Many traders use candlestick charts and quickly learn to look for such candles as doji, hammers and the hanging man. Few traders, though, think about the emotions that cause these different candles to form. However, an understanding of the psychology can give you the most insight into what’s unfolding in the market.

The candlestick body is the heart of the price movement. The longer the body, the stronger the price movement. For example, if price begins to decline and candle bodies get longer, bearish momentum is increasing. There are more sellers than there are buyers. The lengthening bodies suggest fear is the predominant emotion. If traders are holding long trades at profit, they’re selling to avoid giving back a large portion of their gains. Traders who recently bought are fearful that the price move against them will continue. They decide to cover their longs and get out of the market.

On the other hand, if during a price decline the bodies begin to get smaller, it indicates that sellers are disappearing—everyone who wanted to sell has done so and buyers may be entering the market. The emotion has shifted to a more optimistic hope that they’re buying at a good price.

This is especially true if the candles start to show long lower shadows during a price decline. Shadows signal hesitation. Lower shadows suggest that the market is rejecting lower prices. Buyers become more hopeful that the lower price represents a bargain. They buy. As a result, price shoots up and the candle’s body doesn’t form around the lows. This is why hammers, at the bottom of a downtrend, can be powerful signals. The Japanese say that price is “hammering out a bottom,” according to Steve Nison who brought candlesticks to the western world of technical analysis. Understanding the psychology of the market participants helps a trader see why, if the next candle closed below the hammer’s low point, it would be a warning that prices may continue downward. Sellers became active again and the fear negates the hammer’s signal. This is one of the few times where it’s safe to short at support.

Similarly, when price is moving upward and the candles begin to have upper shadows, it gives the trader a clue that the market is rejecting higher prices. Holders of long trades may be selling in order to protect profits and those that bought at the top, hoping for higher highs, are selling to prevent further losses.

Look at the examples on the monthly AUSD/USD chart for November. Beginning in August 2008, price began a decline with long-bodied, red candles with few shadows. Then in October 2008, a long lower shadow appeared. The body was still long so it wasn’t clear the downtrend was over. However, such a long shadow suggested that buyers were coming in to buy and the sellers (bears) weren’t able to overcome their determination to do so. The next candle’s body was much smaller and with its long lower shadow, it encouraged traders to attempt some long positions. The psychology shifted to one of optimism. Anybody that sold short at the end of the downtrend as it probed lower prices (point A on the chart) was probably happy to cover those shorts at point B. That gave more power to the coming uptrend.

Notice that as the pair started to climb from its early 2009 lows, the blue candles had few upper shadows.

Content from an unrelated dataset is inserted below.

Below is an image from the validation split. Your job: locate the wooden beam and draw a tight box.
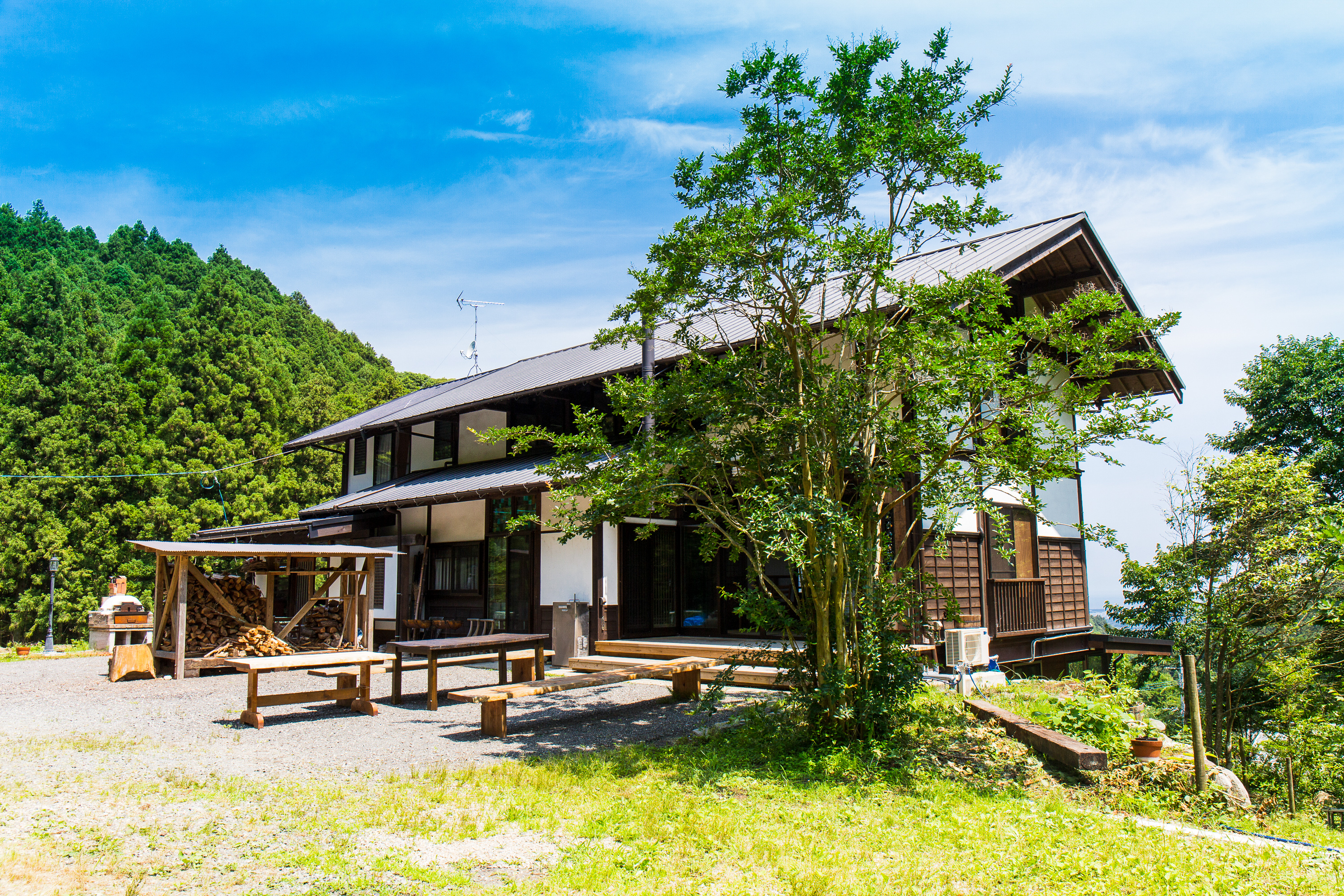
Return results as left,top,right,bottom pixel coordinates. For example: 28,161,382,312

Only recently have upper shadows began to appear. It’s reasonable for the trader to assume that traders holding profitable longs are becoming anxious. To protect those profits they’re selling. At the same time, the bears are getting a bit bolder and are willing to risk shorts.




The candles known as spinning tops have small real bodies (either red or blue) and long shadows. These can be doji candles as well, a candle that has the same open and close price. (Note the doji at the top, just before the final high). They’re usually part of larger candle formations but they can appear as a series of candles. You see several of them on this chart within the circle I’ve labeled “1”. These candles indicate indecision. The buyers aren’t sure they want to buy; the sellers aren’t sure they want to sell. In this example, buyers and sellers dithered for several months before price fell to a support level where buying began again in earnest. The longer bodies said there was trader optimism. More money was coming into the market. Knowing this allows the small, retail trader to feel more confident about taking a long trade as well.

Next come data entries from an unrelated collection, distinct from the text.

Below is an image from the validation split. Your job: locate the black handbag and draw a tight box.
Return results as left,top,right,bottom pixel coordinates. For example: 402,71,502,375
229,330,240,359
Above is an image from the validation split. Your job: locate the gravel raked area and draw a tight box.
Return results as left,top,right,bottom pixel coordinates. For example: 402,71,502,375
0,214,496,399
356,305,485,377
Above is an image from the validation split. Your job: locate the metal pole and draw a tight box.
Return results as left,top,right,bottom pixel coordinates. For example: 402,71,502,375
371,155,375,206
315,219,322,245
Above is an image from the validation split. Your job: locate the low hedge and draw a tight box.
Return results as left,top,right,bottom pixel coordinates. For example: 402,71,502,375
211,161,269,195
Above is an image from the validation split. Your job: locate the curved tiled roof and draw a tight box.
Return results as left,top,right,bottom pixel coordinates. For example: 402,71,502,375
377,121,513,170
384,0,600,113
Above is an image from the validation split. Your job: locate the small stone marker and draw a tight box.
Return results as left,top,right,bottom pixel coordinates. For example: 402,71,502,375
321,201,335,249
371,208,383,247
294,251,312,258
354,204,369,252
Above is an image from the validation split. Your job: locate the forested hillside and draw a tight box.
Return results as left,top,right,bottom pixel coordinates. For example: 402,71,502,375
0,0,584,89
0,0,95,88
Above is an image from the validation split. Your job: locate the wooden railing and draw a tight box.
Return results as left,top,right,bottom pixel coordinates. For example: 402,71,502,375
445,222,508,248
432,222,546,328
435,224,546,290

Shooting stars, those candles with a small body near the bottom of the price range, and a long upper shadow at least twice the length of the real body, hint that resistance may be near if they occur after an uptrend. The one that occurs on this chart at the point I’ve marked with a “2” hints the pair is running into problems. It wasn’t enough to stop it in its tracks and cause a trend reversal but the trader who sold at the close of this monthly candle had a rather quick and nice profit as a result. The high of these candles often becomes support or resistance. Notice how price kept returning to that point over the next few months before price began its final climb.

Pay attention to the bodies and shadows and you can glean what is driving other, larger players in the Forex market. I’ve been describing one-session candles in this article so remember that one session does not usually suffice to make a trading decision without support from other technical indicators. For example, with hammer or doji candles you might look at support and resistance, or overbought or oversold indications. Candles, though, can provide strong clues to the psychology in the market. As they form into more complex candlestick patterns such as morning and evening stars or engulfing patterns, the emotions at play in the market become clearer. I’ll look at the psychology behind some of those patterns in another article.

© Dianne Fecteau, 2009.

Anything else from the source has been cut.